Bernanke outlines shadow banking reform priorities

Fed chairman outlines regulatory steps taken so far in relation to shadow banking; says careful monitoring and supervision of the whole system are required

The chairman of the Federal Reserve, Ben Bernanke, on April 9, outlined the Fed’s priorities in relation to tackling the so-called shadow banking sector.

Speaking at the Federal Reserve Bank of Atlanta’s financial markets conference in Georgia, Bernanke began by discussing the provisions of Basel 2.5 and Basel III in addressing “interconnectedness and other sources of systemic risk”.

The principal method for tackling shadow banking deployed by the Basel rules relates to raised capital requirements for exposure to unregulated financial institutions, such as hedge funds, asset managers and credit insurers.
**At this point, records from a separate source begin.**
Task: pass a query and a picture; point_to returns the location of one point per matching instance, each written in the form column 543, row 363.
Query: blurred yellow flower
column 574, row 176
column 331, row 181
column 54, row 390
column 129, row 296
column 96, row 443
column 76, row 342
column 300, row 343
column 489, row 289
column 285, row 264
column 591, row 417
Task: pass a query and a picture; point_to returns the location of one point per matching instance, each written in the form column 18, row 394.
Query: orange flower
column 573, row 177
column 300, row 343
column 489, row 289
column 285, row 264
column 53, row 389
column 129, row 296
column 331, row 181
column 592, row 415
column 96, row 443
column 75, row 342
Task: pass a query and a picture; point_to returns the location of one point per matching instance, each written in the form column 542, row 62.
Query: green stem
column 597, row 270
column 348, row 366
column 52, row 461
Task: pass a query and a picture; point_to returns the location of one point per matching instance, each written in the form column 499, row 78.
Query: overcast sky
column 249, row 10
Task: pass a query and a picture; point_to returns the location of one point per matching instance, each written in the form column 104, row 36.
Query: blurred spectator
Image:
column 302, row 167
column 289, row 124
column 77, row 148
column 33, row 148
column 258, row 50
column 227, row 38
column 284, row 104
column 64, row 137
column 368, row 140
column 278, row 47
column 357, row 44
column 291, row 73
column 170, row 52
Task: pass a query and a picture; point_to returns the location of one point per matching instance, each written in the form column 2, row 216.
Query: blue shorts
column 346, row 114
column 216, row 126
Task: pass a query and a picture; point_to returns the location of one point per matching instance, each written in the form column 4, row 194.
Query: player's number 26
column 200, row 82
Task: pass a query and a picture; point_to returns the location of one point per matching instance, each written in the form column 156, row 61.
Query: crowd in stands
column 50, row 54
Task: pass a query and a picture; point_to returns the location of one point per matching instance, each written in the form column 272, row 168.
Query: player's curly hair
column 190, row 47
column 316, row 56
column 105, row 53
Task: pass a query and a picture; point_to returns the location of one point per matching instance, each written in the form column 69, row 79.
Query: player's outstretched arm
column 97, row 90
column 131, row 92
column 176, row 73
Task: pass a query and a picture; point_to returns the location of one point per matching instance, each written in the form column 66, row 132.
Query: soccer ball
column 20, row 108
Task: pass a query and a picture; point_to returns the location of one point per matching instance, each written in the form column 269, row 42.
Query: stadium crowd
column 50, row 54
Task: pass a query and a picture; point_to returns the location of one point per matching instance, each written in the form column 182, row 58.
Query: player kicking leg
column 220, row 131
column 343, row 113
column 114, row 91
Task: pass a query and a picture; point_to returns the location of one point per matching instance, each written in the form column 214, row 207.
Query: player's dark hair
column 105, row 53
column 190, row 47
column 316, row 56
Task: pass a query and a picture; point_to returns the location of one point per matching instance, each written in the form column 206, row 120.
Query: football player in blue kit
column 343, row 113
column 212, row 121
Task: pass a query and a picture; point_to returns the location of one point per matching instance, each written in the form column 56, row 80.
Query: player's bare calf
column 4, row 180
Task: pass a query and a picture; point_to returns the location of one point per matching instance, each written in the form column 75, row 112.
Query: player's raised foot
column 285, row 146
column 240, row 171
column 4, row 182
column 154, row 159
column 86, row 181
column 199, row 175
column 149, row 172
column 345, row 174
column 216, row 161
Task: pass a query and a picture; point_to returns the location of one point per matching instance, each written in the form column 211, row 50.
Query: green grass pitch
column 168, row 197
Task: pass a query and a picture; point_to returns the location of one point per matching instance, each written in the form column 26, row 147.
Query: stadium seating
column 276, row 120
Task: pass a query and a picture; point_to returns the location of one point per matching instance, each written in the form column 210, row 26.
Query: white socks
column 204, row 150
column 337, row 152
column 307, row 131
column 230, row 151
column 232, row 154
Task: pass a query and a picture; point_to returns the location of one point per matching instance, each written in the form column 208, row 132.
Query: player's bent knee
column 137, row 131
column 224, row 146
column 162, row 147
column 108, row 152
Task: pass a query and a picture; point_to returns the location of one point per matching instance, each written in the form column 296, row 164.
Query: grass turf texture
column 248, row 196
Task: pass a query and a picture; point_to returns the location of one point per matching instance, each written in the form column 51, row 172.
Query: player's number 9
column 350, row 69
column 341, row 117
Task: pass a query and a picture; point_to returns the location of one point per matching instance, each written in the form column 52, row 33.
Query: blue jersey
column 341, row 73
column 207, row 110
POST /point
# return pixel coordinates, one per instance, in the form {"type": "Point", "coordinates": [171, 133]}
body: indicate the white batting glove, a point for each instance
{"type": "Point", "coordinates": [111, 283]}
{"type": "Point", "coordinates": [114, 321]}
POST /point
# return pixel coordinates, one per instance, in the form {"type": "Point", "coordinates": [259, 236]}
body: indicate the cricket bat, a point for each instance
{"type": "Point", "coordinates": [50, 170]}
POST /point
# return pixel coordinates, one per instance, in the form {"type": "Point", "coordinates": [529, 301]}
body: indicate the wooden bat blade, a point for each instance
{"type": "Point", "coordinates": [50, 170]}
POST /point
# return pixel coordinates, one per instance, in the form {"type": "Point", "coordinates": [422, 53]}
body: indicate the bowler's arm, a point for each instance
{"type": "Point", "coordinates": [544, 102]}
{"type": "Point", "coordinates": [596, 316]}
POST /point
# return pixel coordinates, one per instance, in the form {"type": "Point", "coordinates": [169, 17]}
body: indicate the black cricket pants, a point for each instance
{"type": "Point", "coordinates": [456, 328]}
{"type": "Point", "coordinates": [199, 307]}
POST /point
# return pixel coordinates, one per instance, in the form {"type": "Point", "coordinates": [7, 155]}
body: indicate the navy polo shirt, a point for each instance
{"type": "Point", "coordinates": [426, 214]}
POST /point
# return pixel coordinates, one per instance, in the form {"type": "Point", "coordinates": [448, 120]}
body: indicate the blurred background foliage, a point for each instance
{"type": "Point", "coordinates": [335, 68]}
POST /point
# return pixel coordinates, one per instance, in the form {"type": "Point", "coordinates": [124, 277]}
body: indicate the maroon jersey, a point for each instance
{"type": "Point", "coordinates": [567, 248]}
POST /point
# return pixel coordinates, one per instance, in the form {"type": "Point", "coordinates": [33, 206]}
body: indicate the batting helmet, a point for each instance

Bernanke said Basel III also contains quantitative liquidity rules that reflect the sponsorship of off-balance-sheet vehicles by banks.

The chairman also discussed progress made by the Financial Stability Board (FSB) with regard to developing rules to govern shadow banking institutions. He said the FSB was examining the supervisory framework from five perspectives: money market funds, securitisation, securities lending and the repo market, banks’ interactions with shadow banks, and “other shadow banking entities”.

The Fed chairman described the FSB’s agenda as ambitious due to the “substantial variation in the structure of shadow banking in different countries”.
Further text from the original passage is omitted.